"""
Amazon Trailer Inspector — app.py
HuggingFace Spaces · Gradio 5.x · Free vision LLMs

FIXES over previous version:
  - Uses requests directly (avoids huggingface_hub API version breakage)
  - Correct chat-completions endpoint format for HF Serverless Inference
  - Updated model list to currently-working free vision models
  - Removed blocking whoami() startup check
  - Robust JSON extraction with multi-pass recovery
  - Detailed per-model error logging to Space logs
"""

import gradio as gr
import base64
import concurrent.futures
import json
import os
import re
import io

from PIL import Image
from huggingface_hub import InferenceClient

# ──────────────────────────────────────────────────────────────────────────────
# MODELS  — ordered by reliability on HF free tier (most reliable first)
# ──────────────────────────────────────────────────────────────────────────────
# Confirmed DEPLOYED vision models — verified from HF inference/models table April 9 2026
#   google/gemma-4-31B-it   → novita (cheapest) + together (fastest)  ✅ VISION
#   google/gemma-4-26B-A4B-it → novita  ✅ VISION (MoE: faster/cheaper)
#   Qwen/Qwen3-VL-8B-Instruct → novita + together  ✅ VISION (VL = Vision-Language)
MODELS = [
    "google/gemma-4-31B-it",          # Primary   — best quality, novita + together
    "google/gemma-4-26B-A4B-it",      # Fallback 1 — MoE variant, faster (4B active params)
    "Qwen/Qwen3-VL-8B-Instruct",      # Fallback 2 — dedicated VL model, novita + together
]

# HF Serverless Inference — new router endpoint (api-inference.huggingface.co is deprecated as of 2026)

# ──────────────────────────────────────────────────────────────────────────────
# DETECTION PROMPT
# ──────────────────────────────────────────────────────────────────────────────
DETECTION_PROMPT = """You are a precise visual inspector for Amazon trailer fleets.
Carefully examine the full trailer image and locate these 4 components:

1. SENSORS    — Exactly TWO silver/beige DIAMOND (rhombus/rotated-square) shaped metal plates.
                They are mounted near the lower-rear area on the back doors of the trailer.
2. GPS_DEVICE — A small white or light-gray rectangular electronic box mounted at the upper
                corner of the trailer rear face. About the size of a paperback book. 
                - GPS_DEVICE — A small white or light-gray rectangular electronic box mounted at the upper corner
                A tracking device mounted on the upper rear area of the trailer.
                + It may:
                +   - be white, gray, or black
                +   - include cables, mounts, or connectors
                +   - appear inside a recessed panel or metal frame
                +   - not be a perfect rectangle
3. PRIME_LOGO — The Amazon Prime branding logo: the word "prime" OR "amazon" OR the Amazon arrow/smile logo
                OR both. Can be full or partially visible, on rear or side of trailer. Find it carefully. It can be partial, small/tiny, large etc.
4. TRAILER_ID — A vertical fluorescent-green or yellow-green label strip on the corner post/pillar,
                showing an alphanumeric code like "SV2602705".

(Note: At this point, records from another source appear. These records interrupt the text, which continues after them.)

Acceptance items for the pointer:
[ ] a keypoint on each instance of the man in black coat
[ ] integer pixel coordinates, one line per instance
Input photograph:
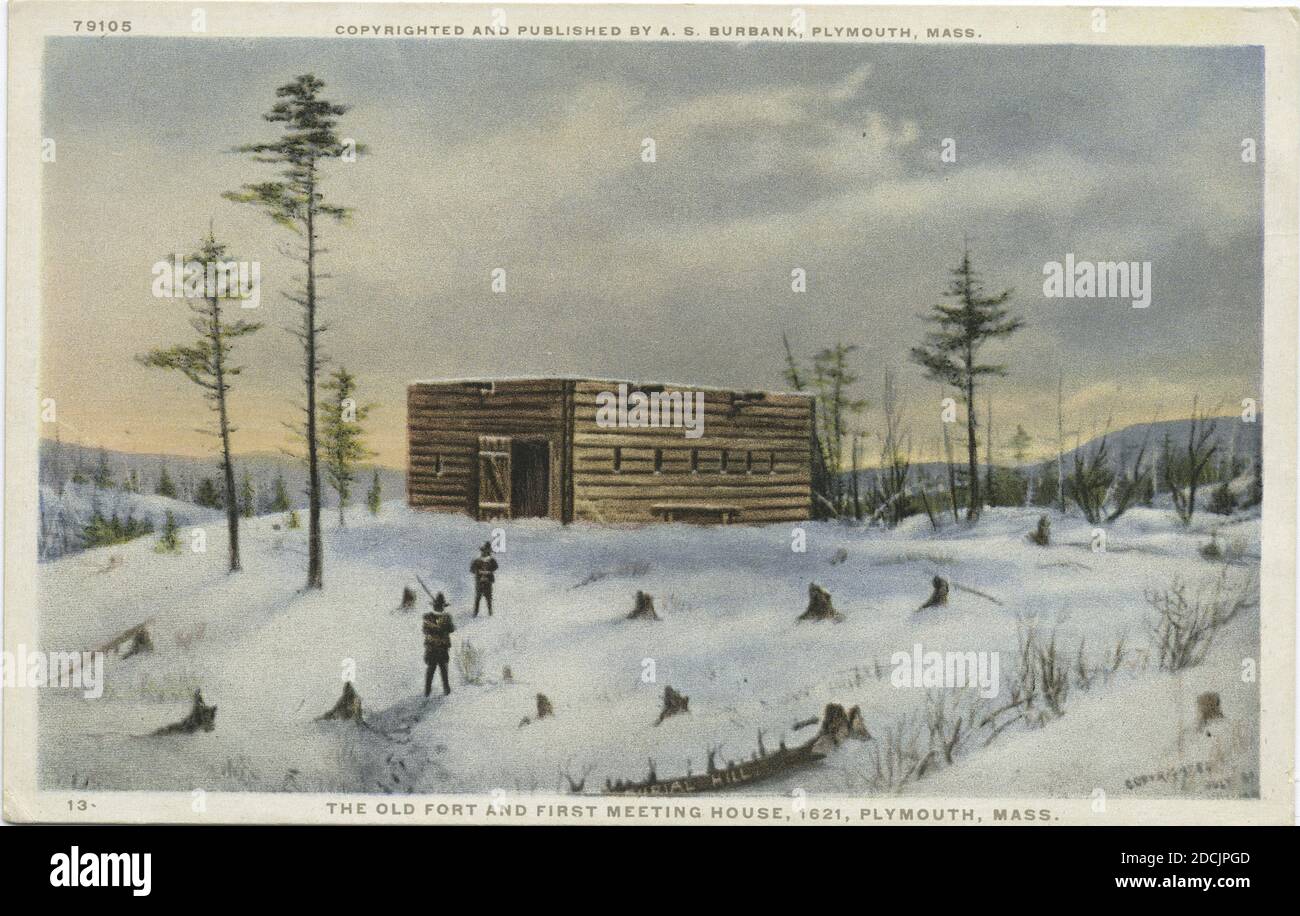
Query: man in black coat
(484, 569)
(437, 643)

IMPORTANT: Reply ONLY with valid JSON — absolutely no extra text before or after, no markdown fences:
{
  "sensors":    {"found": true,  "confidence": "high",   "notes": "two diamond plates visible lower-left"},
  "gps_device": {"found": false, "confidence": "medium", "notes": "top corner not visible in this angle"},
  "prime_logo": {"found": true,  "confidence": "high",   "notes": "prime word visible on rear panel"},
  "trailer_id": {"found": true,  "confidence": "high",   "notes": "SV2602705 on right corner post"}
}"""

KEYS = ["sensors", "gps_device", "prime_logo", "trailer_id"]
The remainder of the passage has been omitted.